I still need to write some tests for this. I need help in testing this manually, by deploying the Operations contract into the Dev chain and triggering an update there.

andresilva · 2018-03-12T19:49:57Z

I tested this locally by deploying the Operations and GitHubHint contracts and creating a new release, it seems to be working properly. I refactored the interactions with the operations contract by creating a OperationsClient trait, this will allow me to mock it and to write unit tests.

folsen · 2018-03-13T14:01:57Z

updater/src/updater.rs

@@ -245,6 +294,82 @@ impl Updater {
 		})
 	}

+	fn release_block_number(&self, from: BlockNumber, release: &ReleaseInfo) -> Option<BlockNumber> {


Pretty big piece of code, can I get a comment about what it does and when to use it?

It has a comment up there in the trait definition:

/// Fetches the block number when the given release was added, checking the interval [from; latest_block].

I can make it more descriptive if you feel it's necessary.

Ah sorry, I wasn't looking back at the trait to compare.

folsen · 2018-03-13T14:07:27Z

updater/src/updater.rs

+												fs::copy(path, &dest).map_err(|e| format!("Unable to copy update: {:?}", e))?;
+												restrict_permissions_owner(&dest, false, true).map_err(|e| format!("Unable to update permissions: {}", e))?;
+												info!(target: "updater", "Copied updated binary to {}", dest.display());
+											}


The answer to that is that if you need more than 3 levels of indentation, you're screwed anyway, and should fix your program.

– Linus Torvalds

No but seriously though, is there a way to break this up somehow?

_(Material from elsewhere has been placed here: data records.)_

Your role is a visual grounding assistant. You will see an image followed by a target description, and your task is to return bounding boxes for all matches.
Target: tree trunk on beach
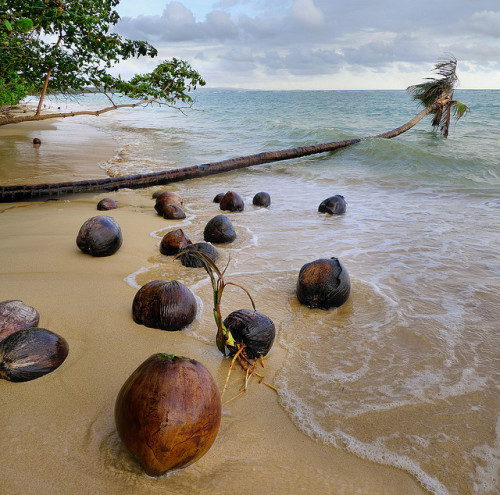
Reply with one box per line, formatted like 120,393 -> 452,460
0,103 -> 438,203
0,54 -> 469,202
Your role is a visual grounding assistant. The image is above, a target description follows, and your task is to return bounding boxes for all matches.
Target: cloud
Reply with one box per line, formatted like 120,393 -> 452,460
470,10 -> 500,38
292,0 -> 325,29
117,0 -> 500,87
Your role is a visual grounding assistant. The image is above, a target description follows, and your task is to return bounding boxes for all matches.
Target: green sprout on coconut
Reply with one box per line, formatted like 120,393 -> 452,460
181,251 -> 276,400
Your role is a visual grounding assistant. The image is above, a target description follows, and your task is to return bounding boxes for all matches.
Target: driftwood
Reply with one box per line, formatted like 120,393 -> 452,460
0,103 -> 441,203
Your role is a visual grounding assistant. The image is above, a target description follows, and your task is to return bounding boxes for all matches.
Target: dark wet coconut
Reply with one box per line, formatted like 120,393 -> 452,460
180,242 -> 219,268
160,229 -> 192,256
203,215 -> 236,244
132,280 -> 197,331
158,205 -> 186,220
115,354 -> 222,476
0,328 -> 69,382
0,299 -> 40,341
155,191 -> 186,220
219,191 -> 245,211
97,198 -> 118,211
76,215 -> 123,256
224,309 -> 276,359
153,191 -> 184,206
318,194 -> 347,215
253,192 -> 271,208
297,258 -> 351,309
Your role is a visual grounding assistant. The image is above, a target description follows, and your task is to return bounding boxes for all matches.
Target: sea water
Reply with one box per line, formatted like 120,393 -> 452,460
24,89 -> 500,495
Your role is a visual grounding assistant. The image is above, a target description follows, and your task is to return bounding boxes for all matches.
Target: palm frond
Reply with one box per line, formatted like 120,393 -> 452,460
406,56 -> 469,136
451,100 -> 470,120
406,57 -> 458,107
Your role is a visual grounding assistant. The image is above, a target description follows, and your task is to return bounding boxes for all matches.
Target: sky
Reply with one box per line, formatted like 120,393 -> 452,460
112,0 -> 500,90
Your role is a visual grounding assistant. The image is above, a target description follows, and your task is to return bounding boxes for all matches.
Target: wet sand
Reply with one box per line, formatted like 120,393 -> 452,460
0,118 -> 425,495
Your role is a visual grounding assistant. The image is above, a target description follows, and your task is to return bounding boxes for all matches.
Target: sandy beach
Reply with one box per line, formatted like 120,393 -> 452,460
0,117 -> 425,495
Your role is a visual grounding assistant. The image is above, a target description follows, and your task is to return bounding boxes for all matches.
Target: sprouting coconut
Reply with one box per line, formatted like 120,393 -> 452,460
177,252 -> 276,395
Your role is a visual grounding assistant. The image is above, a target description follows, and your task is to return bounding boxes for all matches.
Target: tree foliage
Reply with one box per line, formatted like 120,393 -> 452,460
407,57 -> 469,136
0,0 -> 205,123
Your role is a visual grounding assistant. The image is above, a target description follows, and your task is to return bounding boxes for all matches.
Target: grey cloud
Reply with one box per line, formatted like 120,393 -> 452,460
470,10 -> 500,38
118,0 -> 500,84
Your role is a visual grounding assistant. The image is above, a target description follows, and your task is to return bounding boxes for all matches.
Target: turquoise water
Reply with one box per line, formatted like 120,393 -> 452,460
30,90 -> 500,494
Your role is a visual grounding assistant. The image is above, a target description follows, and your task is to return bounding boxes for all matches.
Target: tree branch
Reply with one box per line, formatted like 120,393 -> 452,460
0,95 -> 182,126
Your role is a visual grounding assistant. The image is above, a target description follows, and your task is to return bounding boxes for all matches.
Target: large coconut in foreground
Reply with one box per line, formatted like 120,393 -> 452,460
297,258 -> 351,309
115,354 -> 222,476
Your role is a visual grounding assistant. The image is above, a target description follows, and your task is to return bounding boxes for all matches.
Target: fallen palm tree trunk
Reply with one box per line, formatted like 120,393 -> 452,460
0,103 -> 440,203
0,58 -> 469,202
0,139 -> 361,203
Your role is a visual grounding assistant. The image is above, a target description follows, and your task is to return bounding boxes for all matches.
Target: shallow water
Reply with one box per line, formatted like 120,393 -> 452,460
3,90 -> 500,494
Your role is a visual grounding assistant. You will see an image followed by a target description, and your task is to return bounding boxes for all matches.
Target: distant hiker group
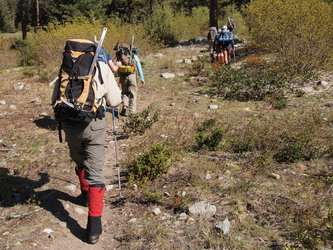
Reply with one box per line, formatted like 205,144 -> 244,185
207,18 -> 236,65
52,28 -> 145,244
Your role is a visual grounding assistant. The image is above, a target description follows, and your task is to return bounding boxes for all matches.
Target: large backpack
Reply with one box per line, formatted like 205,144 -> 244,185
219,30 -> 234,44
227,19 -> 236,31
116,43 -> 135,74
207,27 -> 217,41
54,39 -> 104,123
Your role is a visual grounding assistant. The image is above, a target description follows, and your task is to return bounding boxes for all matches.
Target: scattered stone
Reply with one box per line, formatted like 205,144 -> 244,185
269,173 -> 280,180
186,217 -> 195,225
154,53 -> 164,58
317,81 -> 330,89
128,218 -> 138,224
205,174 -> 212,180
189,201 -> 216,217
208,104 -> 219,109
13,82 -> 25,90
74,207 -> 87,214
31,97 -> 42,104
152,207 -> 161,215
183,59 -> 192,64
161,73 -> 175,79
191,56 -> 198,62
179,213 -> 187,221
58,221 -> 67,227
65,184 -> 76,193
164,192 -> 171,197
215,218 -> 230,234
43,228 -> 54,234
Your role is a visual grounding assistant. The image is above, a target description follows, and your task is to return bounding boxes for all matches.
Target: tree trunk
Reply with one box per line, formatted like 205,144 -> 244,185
149,0 -> 154,16
209,0 -> 218,28
20,0 -> 27,40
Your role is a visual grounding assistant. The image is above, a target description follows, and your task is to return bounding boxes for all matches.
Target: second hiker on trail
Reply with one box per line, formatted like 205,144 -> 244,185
115,40 -> 145,116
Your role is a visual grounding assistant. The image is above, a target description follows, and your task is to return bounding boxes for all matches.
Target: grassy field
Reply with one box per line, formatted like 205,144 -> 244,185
0,38 -> 333,249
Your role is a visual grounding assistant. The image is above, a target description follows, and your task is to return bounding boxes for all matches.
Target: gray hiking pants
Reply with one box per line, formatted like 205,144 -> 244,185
62,117 -> 106,185
119,73 -> 137,114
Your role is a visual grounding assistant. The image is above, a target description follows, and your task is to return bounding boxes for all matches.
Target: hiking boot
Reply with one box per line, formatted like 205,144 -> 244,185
87,216 -> 102,244
87,184 -> 105,244
75,190 -> 89,207
75,167 -> 89,207
120,106 -> 127,116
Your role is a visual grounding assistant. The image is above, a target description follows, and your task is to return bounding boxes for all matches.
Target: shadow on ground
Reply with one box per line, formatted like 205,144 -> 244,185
0,168 -> 85,241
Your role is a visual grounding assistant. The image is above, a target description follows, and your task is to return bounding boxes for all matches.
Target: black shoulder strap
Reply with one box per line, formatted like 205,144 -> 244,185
97,62 -> 104,84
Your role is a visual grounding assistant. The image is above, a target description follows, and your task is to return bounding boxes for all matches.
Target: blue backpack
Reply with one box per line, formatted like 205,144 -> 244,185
219,30 -> 234,43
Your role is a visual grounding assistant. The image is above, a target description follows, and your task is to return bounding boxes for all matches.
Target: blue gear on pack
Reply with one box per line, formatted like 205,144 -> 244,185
219,30 -> 234,42
97,48 -> 112,64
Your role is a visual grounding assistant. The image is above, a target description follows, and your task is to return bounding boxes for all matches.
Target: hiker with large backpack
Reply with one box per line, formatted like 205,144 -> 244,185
215,25 -> 233,65
115,37 -> 145,116
207,27 -> 217,54
52,29 -> 121,244
97,48 -> 121,72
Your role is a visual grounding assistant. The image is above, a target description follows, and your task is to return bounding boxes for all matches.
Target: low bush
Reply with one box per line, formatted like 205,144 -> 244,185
129,143 -> 172,184
124,108 -> 159,134
193,128 -> 225,151
245,0 -> 333,76
210,66 -> 287,101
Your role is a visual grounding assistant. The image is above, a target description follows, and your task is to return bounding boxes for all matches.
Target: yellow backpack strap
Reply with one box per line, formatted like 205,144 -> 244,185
77,75 -> 95,108
91,85 -> 101,112
59,70 -> 69,99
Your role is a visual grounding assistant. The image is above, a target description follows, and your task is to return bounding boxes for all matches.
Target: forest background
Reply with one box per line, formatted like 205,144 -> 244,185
0,0 -> 333,249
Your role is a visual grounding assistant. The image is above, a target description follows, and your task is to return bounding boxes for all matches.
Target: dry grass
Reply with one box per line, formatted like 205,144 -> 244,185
0,42 -> 333,249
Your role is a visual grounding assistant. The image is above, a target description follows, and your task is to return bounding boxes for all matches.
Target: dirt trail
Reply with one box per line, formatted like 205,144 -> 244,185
0,43 -> 208,249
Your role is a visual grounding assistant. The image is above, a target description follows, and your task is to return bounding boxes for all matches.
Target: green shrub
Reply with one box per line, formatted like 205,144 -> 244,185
144,5 -> 209,45
210,66 -> 287,101
266,91 -> 288,110
232,139 -> 252,153
193,128 -> 225,151
274,133 -> 311,162
198,118 -> 216,132
129,143 -> 172,184
124,108 -> 159,134
245,0 -> 333,75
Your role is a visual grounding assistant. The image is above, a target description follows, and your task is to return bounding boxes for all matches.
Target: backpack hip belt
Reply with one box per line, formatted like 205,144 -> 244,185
119,65 -> 135,74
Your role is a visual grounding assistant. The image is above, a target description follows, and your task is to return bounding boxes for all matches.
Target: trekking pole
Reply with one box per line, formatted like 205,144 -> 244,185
111,108 -> 124,198
130,36 -> 134,64
88,27 -> 107,75
228,17 -> 236,63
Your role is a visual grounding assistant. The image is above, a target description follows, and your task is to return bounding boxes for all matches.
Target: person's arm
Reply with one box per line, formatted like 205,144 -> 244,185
108,60 -> 122,72
133,53 -> 145,85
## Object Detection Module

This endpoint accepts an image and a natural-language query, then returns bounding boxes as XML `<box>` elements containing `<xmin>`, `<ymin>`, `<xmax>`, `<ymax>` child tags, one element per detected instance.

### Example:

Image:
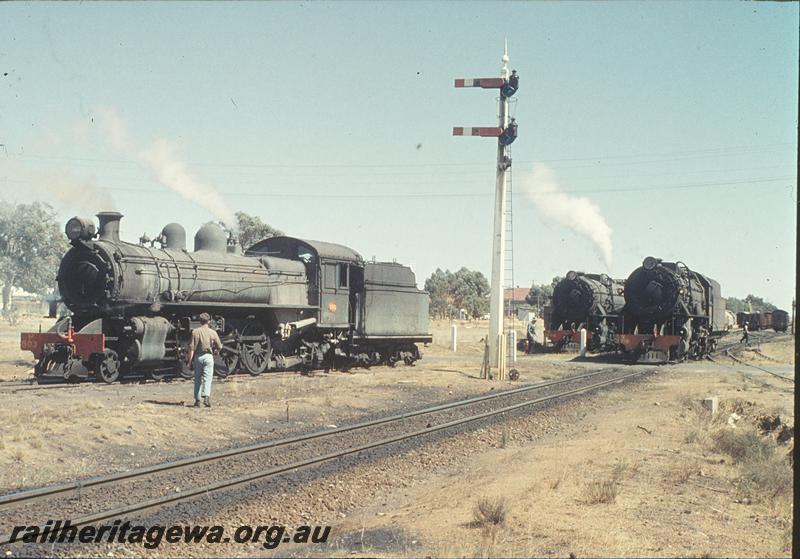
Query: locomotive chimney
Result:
<box><xmin>97</xmin><ymin>212</ymin><xmax>122</xmax><ymax>243</ymax></box>
<box><xmin>161</xmin><ymin>223</ymin><xmax>186</xmax><ymax>250</ymax></box>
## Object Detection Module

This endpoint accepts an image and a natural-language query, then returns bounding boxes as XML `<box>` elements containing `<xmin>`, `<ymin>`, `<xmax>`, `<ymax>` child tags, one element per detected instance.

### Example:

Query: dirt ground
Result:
<box><xmin>0</xmin><ymin>320</ymin><xmax>794</xmax><ymax>557</ymax></box>
<box><xmin>0</xmin><ymin>318</ymin><xmax>576</xmax><ymax>490</ymax></box>
<box><xmin>332</xmin><ymin>354</ymin><xmax>794</xmax><ymax>557</ymax></box>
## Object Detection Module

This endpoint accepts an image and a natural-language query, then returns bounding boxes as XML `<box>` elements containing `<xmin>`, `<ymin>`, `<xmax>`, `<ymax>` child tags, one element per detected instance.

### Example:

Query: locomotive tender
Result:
<box><xmin>617</xmin><ymin>256</ymin><xmax>726</xmax><ymax>362</ymax></box>
<box><xmin>545</xmin><ymin>271</ymin><xmax>625</xmax><ymax>352</ymax></box>
<box><xmin>20</xmin><ymin>212</ymin><xmax>432</xmax><ymax>383</ymax></box>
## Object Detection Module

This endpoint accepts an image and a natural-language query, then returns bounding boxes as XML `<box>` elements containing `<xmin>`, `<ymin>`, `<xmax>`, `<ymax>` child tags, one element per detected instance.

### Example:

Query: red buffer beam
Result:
<box><xmin>456</xmin><ymin>78</ymin><xmax>505</xmax><ymax>89</ymax></box>
<box><xmin>453</xmin><ymin>126</ymin><xmax>503</xmax><ymax>138</ymax></box>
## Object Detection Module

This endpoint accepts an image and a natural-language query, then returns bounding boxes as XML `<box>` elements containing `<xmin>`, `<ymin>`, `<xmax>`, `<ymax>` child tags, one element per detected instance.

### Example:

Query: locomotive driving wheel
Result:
<box><xmin>239</xmin><ymin>320</ymin><xmax>272</xmax><ymax>375</ymax></box>
<box><xmin>214</xmin><ymin>347</ymin><xmax>239</xmax><ymax>378</ymax></box>
<box><xmin>94</xmin><ymin>349</ymin><xmax>122</xmax><ymax>384</ymax></box>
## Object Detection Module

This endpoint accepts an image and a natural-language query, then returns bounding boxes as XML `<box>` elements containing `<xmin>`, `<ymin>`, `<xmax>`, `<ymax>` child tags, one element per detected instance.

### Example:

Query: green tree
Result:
<box><xmin>525</xmin><ymin>276</ymin><xmax>564</xmax><ymax>307</ymax></box>
<box><xmin>0</xmin><ymin>202</ymin><xmax>69</xmax><ymax>311</ymax></box>
<box><xmin>236</xmin><ymin>212</ymin><xmax>283</xmax><ymax>250</ymax></box>
<box><xmin>425</xmin><ymin>268</ymin><xmax>489</xmax><ymax>318</ymax></box>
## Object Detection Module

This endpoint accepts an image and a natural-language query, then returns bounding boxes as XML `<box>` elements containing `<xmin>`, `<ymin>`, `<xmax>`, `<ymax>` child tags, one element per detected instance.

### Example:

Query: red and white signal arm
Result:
<box><xmin>453</xmin><ymin>126</ymin><xmax>503</xmax><ymax>138</ymax></box>
<box><xmin>456</xmin><ymin>78</ymin><xmax>505</xmax><ymax>89</ymax></box>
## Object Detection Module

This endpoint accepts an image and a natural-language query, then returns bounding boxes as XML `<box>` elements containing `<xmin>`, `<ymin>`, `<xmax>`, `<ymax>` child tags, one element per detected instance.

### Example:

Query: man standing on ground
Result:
<box><xmin>739</xmin><ymin>322</ymin><xmax>750</xmax><ymax>345</ymax></box>
<box><xmin>527</xmin><ymin>316</ymin><xmax>536</xmax><ymax>353</ymax></box>
<box><xmin>188</xmin><ymin>313</ymin><xmax>222</xmax><ymax>408</ymax></box>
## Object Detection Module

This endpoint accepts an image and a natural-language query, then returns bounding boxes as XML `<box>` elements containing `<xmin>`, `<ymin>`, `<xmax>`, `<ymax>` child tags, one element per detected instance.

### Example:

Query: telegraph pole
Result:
<box><xmin>453</xmin><ymin>45</ymin><xmax>519</xmax><ymax>378</ymax></box>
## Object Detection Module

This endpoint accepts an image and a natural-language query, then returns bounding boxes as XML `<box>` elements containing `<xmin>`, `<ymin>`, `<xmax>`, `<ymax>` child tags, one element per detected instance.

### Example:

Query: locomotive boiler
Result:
<box><xmin>617</xmin><ymin>256</ymin><xmax>726</xmax><ymax>362</ymax></box>
<box><xmin>545</xmin><ymin>271</ymin><xmax>625</xmax><ymax>352</ymax></box>
<box><xmin>20</xmin><ymin>212</ymin><xmax>431</xmax><ymax>382</ymax></box>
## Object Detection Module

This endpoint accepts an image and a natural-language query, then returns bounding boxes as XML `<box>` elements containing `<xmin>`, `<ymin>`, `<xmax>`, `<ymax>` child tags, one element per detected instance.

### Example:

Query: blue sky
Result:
<box><xmin>0</xmin><ymin>2</ymin><xmax>798</xmax><ymax>308</ymax></box>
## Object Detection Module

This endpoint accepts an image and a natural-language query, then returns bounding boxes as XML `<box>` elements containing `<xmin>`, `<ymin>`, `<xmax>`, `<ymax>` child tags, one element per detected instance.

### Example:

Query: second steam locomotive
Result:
<box><xmin>545</xmin><ymin>256</ymin><xmax>726</xmax><ymax>362</ymax></box>
<box><xmin>21</xmin><ymin>212</ymin><xmax>431</xmax><ymax>382</ymax></box>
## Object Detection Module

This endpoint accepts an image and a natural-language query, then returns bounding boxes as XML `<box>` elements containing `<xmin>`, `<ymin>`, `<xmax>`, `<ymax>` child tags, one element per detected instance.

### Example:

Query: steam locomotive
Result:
<box><xmin>545</xmin><ymin>271</ymin><xmax>625</xmax><ymax>352</ymax></box>
<box><xmin>20</xmin><ymin>212</ymin><xmax>432</xmax><ymax>383</ymax></box>
<box><xmin>617</xmin><ymin>256</ymin><xmax>726</xmax><ymax>362</ymax></box>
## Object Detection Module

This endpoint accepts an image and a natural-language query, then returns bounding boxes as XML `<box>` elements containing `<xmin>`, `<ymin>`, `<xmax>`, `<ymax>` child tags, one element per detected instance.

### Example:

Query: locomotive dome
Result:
<box><xmin>194</xmin><ymin>223</ymin><xmax>228</xmax><ymax>252</ymax></box>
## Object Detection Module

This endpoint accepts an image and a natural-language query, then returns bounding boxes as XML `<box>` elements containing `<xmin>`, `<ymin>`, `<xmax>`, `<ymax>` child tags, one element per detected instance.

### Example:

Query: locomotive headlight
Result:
<box><xmin>64</xmin><ymin>216</ymin><xmax>97</xmax><ymax>241</ymax></box>
<box><xmin>642</xmin><ymin>256</ymin><xmax>659</xmax><ymax>270</ymax></box>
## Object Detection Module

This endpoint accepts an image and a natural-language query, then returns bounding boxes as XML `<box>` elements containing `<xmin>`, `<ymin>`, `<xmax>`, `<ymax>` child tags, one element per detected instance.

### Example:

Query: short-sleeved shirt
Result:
<box><xmin>192</xmin><ymin>325</ymin><xmax>222</xmax><ymax>353</ymax></box>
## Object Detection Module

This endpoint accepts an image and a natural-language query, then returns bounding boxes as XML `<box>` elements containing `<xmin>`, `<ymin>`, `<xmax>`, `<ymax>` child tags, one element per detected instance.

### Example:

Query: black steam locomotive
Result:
<box><xmin>545</xmin><ymin>271</ymin><xmax>625</xmax><ymax>352</ymax></box>
<box><xmin>617</xmin><ymin>256</ymin><xmax>725</xmax><ymax>362</ymax></box>
<box><xmin>20</xmin><ymin>212</ymin><xmax>431</xmax><ymax>383</ymax></box>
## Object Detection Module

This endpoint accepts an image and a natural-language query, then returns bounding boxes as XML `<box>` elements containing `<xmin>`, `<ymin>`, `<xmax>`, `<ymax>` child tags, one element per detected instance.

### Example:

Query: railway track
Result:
<box><xmin>0</xmin><ymin>371</ymin><xmax>310</xmax><ymax>394</ymax></box>
<box><xmin>0</xmin><ymin>367</ymin><xmax>655</xmax><ymax>545</ymax></box>
<box><xmin>725</xmin><ymin>350</ymin><xmax>794</xmax><ymax>384</ymax></box>
<box><xmin>708</xmin><ymin>332</ymin><xmax>794</xmax><ymax>384</ymax></box>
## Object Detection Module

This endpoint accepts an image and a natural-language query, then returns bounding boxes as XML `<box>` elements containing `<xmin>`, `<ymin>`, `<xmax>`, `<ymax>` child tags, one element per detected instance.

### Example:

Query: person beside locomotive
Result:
<box><xmin>739</xmin><ymin>322</ymin><xmax>750</xmax><ymax>345</ymax></box>
<box><xmin>525</xmin><ymin>315</ymin><xmax>536</xmax><ymax>354</ymax></box>
<box><xmin>187</xmin><ymin>312</ymin><xmax>222</xmax><ymax>408</ymax></box>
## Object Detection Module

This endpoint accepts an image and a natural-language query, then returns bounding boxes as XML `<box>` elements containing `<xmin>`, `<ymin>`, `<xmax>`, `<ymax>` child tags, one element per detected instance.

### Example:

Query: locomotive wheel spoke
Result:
<box><xmin>240</xmin><ymin>321</ymin><xmax>272</xmax><ymax>375</ymax></box>
<box><xmin>94</xmin><ymin>349</ymin><xmax>121</xmax><ymax>384</ymax></box>
<box><xmin>214</xmin><ymin>347</ymin><xmax>239</xmax><ymax>378</ymax></box>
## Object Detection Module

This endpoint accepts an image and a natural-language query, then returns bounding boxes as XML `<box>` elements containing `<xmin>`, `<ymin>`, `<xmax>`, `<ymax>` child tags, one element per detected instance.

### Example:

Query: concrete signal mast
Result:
<box><xmin>453</xmin><ymin>44</ymin><xmax>519</xmax><ymax>378</ymax></box>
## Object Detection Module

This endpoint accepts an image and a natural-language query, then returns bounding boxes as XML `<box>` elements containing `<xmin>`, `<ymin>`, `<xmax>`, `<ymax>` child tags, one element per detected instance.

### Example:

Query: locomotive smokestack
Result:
<box><xmin>97</xmin><ymin>212</ymin><xmax>122</xmax><ymax>243</ymax></box>
<box><xmin>161</xmin><ymin>223</ymin><xmax>186</xmax><ymax>250</ymax></box>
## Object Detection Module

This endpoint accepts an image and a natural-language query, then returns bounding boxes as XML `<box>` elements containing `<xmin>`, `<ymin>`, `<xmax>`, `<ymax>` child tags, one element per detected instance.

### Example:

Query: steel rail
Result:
<box><xmin>725</xmin><ymin>349</ymin><xmax>794</xmax><ymax>384</ymax></box>
<box><xmin>0</xmin><ymin>369</ymin><xmax>652</xmax><ymax>545</ymax></box>
<box><xmin>0</xmin><ymin>367</ymin><xmax>617</xmax><ymax>509</ymax></box>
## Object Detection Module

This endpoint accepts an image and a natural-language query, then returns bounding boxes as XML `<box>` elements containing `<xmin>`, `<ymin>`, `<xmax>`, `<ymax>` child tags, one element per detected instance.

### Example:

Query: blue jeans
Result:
<box><xmin>194</xmin><ymin>353</ymin><xmax>214</xmax><ymax>400</ymax></box>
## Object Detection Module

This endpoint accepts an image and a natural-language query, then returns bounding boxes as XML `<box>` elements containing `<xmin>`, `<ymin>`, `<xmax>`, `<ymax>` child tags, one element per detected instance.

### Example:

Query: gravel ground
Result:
<box><xmin>6</xmin><ymin>375</ymin><xmax>656</xmax><ymax>556</ymax></box>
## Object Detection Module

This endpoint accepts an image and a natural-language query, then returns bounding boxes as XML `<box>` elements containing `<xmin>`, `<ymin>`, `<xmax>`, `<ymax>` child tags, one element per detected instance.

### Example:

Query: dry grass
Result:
<box><xmin>584</xmin><ymin>479</ymin><xmax>619</xmax><ymax>505</ymax></box>
<box><xmin>738</xmin><ymin>452</ymin><xmax>793</xmax><ymax>502</ymax></box>
<box><xmin>470</xmin><ymin>497</ymin><xmax>508</xmax><ymax>528</ymax></box>
<box><xmin>712</xmin><ymin>429</ymin><xmax>775</xmax><ymax>463</ymax></box>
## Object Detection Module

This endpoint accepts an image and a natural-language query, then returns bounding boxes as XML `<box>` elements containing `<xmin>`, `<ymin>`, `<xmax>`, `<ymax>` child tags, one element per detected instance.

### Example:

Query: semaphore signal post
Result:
<box><xmin>453</xmin><ymin>42</ymin><xmax>519</xmax><ymax>379</ymax></box>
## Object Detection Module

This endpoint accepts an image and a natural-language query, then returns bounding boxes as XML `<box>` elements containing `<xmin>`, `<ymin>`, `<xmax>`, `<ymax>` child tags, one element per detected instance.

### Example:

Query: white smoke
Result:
<box><xmin>14</xmin><ymin>165</ymin><xmax>116</xmax><ymax>214</ymax></box>
<box><xmin>523</xmin><ymin>164</ymin><xmax>613</xmax><ymax>268</ymax></box>
<box><xmin>96</xmin><ymin>107</ymin><xmax>236</xmax><ymax>226</ymax></box>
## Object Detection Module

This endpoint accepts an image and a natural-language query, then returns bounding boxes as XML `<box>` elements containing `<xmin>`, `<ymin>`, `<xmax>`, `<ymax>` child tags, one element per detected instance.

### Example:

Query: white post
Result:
<box><xmin>489</xmin><ymin>42</ymin><xmax>508</xmax><ymax>367</ymax></box>
<box><xmin>581</xmin><ymin>328</ymin><xmax>586</xmax><ymax>357</ymax></box>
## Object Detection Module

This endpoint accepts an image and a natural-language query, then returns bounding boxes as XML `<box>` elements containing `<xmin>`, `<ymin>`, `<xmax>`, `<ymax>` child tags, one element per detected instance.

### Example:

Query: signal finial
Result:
<box><xmin>500</xmin><ymin>37</ymin><xmax>508</xmax><ymax>78</ymax></box>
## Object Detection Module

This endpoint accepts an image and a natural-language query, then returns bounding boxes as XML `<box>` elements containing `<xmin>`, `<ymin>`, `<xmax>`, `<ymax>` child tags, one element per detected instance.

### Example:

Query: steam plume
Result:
<box><xmin>11</xmin><ymin>166</ymin><xmax>116</xmax><ymax>215</ymax></box>
<box><xmin>523</xmin><ymin>164</ymin><xmax>613</xmax><ymax>268</ymax></box>
<box><xmin>96</xmin><ymin>107</ymin><xmax>236</xmax><ymax>226</ymax></box>
<box><xmin>139</xmin><ymin>138</ymin><xmax>236</xmax><ymax>226</ymax></box>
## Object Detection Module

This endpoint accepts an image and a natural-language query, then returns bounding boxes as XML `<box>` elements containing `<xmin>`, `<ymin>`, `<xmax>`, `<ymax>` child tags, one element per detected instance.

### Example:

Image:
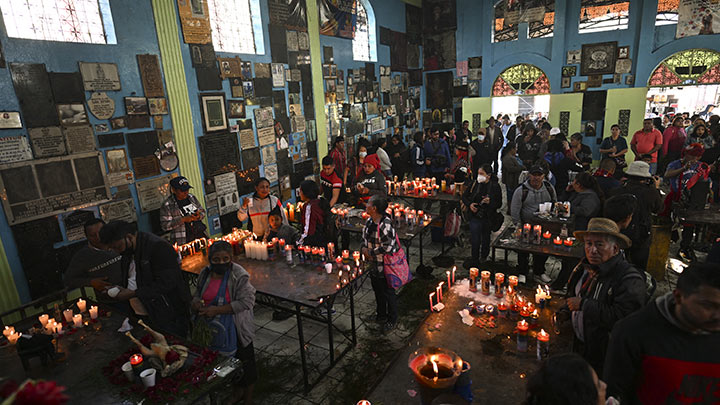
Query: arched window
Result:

please exit fast on if let statements, cause it's difficult to read it :)

Agreed, I'll clean it up.

folsen · 2018-03-13T14:12:53Z

updater/src/updater.rs

+									// There was an error fetching the update, apply a backoff delay before retrying
+									Err(err) => {
+										let delay = 2usize.pow(retries) as u64;
+										let backoff = (retries, Instant::now() + Duration::from_secs(delay));


I would suggest putting a maximum here, otherwise it goes from 6 days to 12 days to a month etc around 20 retries, meaning we have like ~2 weeks to fix any issue before it takes a month before any node updates. Having a maximum wait of a week seems pretty reasonable?

It's also probably a cause of #8003 crash

The current updater logic will drop the backoff as soon as a new release is pushed, so we won't get stuck in any wait case. I will add a test for that 😉.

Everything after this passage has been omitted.